The company said it expected cumulative cash flow of about €8.8 billion between 2015 and 2019, of which around €3 billion at least will remain after planned investment for growth, debt reduction and dividend increases.
“Then the question is what are we going to do with that? And here we leave it open on whether we go for a further increase in dividends or even a share buyback, and we will look at whether we have attractive investment opportunities," chief executive Bernd Scheifele told investors at a presentation in London, England.
HeidelbergCement shares rallied on the company's comments to close 4.8 percent higher, the top gainers on the German blue-chip DAX index.

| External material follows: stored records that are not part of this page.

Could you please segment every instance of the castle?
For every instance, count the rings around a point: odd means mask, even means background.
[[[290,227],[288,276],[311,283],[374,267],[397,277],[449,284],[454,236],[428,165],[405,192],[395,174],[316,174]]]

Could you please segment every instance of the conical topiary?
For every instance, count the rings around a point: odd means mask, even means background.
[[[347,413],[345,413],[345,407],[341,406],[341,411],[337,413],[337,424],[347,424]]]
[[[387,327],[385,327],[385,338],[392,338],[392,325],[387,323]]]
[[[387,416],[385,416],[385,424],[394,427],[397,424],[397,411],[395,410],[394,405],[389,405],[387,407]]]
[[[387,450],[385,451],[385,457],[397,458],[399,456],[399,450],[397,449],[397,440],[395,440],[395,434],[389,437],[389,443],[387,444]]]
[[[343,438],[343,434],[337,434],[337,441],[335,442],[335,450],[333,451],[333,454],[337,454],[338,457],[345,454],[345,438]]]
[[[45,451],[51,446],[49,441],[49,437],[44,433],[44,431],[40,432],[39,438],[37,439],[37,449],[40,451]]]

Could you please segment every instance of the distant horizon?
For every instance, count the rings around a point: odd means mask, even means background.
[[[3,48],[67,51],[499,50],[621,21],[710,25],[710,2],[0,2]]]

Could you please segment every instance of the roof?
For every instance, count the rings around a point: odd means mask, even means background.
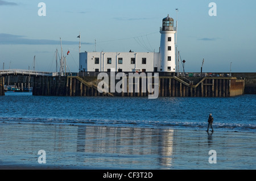
[[[169,16],[169,14],[168,15],[167,17],[163,19],[163,21],[173,21],[173,20],[174,19]]]

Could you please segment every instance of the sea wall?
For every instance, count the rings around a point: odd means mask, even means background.
[[[0,77],[0,96],[5,95],[5,78]]]
[[[188,80],[181,77],[159,77],[158,81],[152,79],[152,82],[143,82],[142,78],[138,82],[135,80],[131,84],[129,81],[122,82],[121,92],[111,89],[115,87],[120,79],[113,82],[115,85],[112,87],[110,81],[108,91],[101,92],[97,86],[101,80],[98,80],[97,77],[37,77],[34,78],[33,95],[147,96],[155,93],[158,89],[158,96],[229,97],[243,94],[245,85],[245,79],[235,77],[192,78]],[[143,89],[148,86],[155,89],[154,92]]]

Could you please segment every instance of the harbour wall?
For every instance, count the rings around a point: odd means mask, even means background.
[[[0,77],[0,96],[5,95],[5,78]]]
[[[256,73],[232,73],[232,77],[245,78],[245,94],[256,94]]]
[[[128,77],[127,77],[128,79]],[[159,77],[158,84],[143,81],[129,83],[122,82],[121,92],[111,92],[111,81],[108,85],[108,92],[101,93],[97,86],[101,80],[97,77],[36,77],[34,79],[34,95],[48,96],[147,96],[152,94],[143,91],[143,86],[148,83],[153,89],[158,89],[158,96],[170,97],[230,97],[244,94],[245,80],[236,77],[186,78]],[[114,83],[121,81],[115,80]],[[147,85],[143,85],[146,83]],[[138,86],[136,86],[136,84]],[[125,86],[126,85],[126,86]],[[107,91],[108,92],[108,91]],[[112,91],[113,92],[113,91]],[[153,93],[154,94],[154,93]]]

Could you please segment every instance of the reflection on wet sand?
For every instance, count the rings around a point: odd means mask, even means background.
[[[77,151],[97,155],[89,159],[94,164],[104,162],[116,165],[150,165],[153,159],[159,166],[170,167],[173,136],[172,129],[80,126]],[[85,157],[84,162],[89,160]]]

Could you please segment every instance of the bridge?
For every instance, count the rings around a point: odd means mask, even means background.
[[[35,71],[23,69],[0,70],[0,76],[2,75],[24,75],[24,76],[56,76],[52,72]],[[57,74],[57,73],[56,73]]]

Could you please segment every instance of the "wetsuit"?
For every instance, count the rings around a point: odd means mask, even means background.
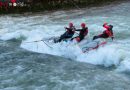
[[[67,38],[72,38],[73,35],[74,35],[74,30],[75,30],[75,27],[72,27],[72,28],[65,28],[67,31],[60,36],[60,39],[58,42],[61,42],[63,39],[67,39]]]
[[[84,37],[88,34],[88,28],[87,27],[86,28],[82,28],[82,29],[77,29],[75,31],[80,31],[79,36],[75,37],[78,42],[83,40]]]
[[[102,34],[99,34],[98,36],[94,36],[93,40],[98,39],[98,38],[109,38],[111,37],[113,40],[113,26],[112,25],[103,25],[103,27],[106,29],[103,31]]]

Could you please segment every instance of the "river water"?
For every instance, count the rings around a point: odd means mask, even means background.
[[[130,2],[90,9],[0,17],[0,90],[129,90]],[[60,36],[73,22],[85,22],[92,39],[114,26],[115,39],[82,53],[67,43],[42,38]],[[33,42],[39,41],[39,42]],[[68,45],[66,47],[66,44]]]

The cement sector giant’s priority markets for investment remain the United States, Africa and Asia, more specifically India, Australia and Indonesia, Scheifele said.
Producers of cement, concrete and building products, HeidelbergCement claims to be the world's biggest producer of sand, gravel and crushed-rock aggregates. Scheifele said the company had a better integration of its product range of cement, aggregates, ready-mixed concrete and asphalt than the future Holcim-Lafarge, considering its much smaller size.
"If you are vertically integrated in ready mix and aggregates ... then you can use unsellable products ... or you can do blending, and then you turn waste into a sellable product," he said.
Lafarge and Holcim plan to create the world's biggest cement maker with €40 billion in annual sales, compared with HeidelbergCement's €12.6 billion last year.
Presenting new mid-term targets, HeidelbergCement said it aimed to almost double its operating earnings before interest, tax, depreciation and amortisation (EBITDA) to more than €4 billion by 2019 and raise sales by at least 35% to over €17 billion.
It also said it planned to lift its dividend payout ratio to 40-45% by the end of 2019, compared with a previous medium-term target of 30-35%.
Its net debt to operating EBITDA ratio should stay in a range of 1.5 to 2.5, and could drop to 2.0 or 2.1 this year from 2.5 in 2014, the company said.
HeidelbergCement, which has been stepping up business in countries including Indonesia, Kazakhstan, Tanzania, Togo and Burkina Faso, said it was committed to "disciplined growth in attractive markets".
Indonesia is expected to see a strong pickup in growth in the second half as big infrastructure projects get under way, Scheifele said. "We think we can increase profitability in absolute terms in Indonesia."
Scheifele also said he believed HeidelbergCement's clear management structures, policy of hiring local managers and keeping bosses in one place for long periods gave it an edge over its French and Swiss rivals.
"Management is responsible in a very basic industry for the employees to know in the morning what they are supposed to do, who is in charge of hiring and firing, and then they go home happy and play sports or watch TV or whatever," he said. "This is not a complicated business with a lot of academics."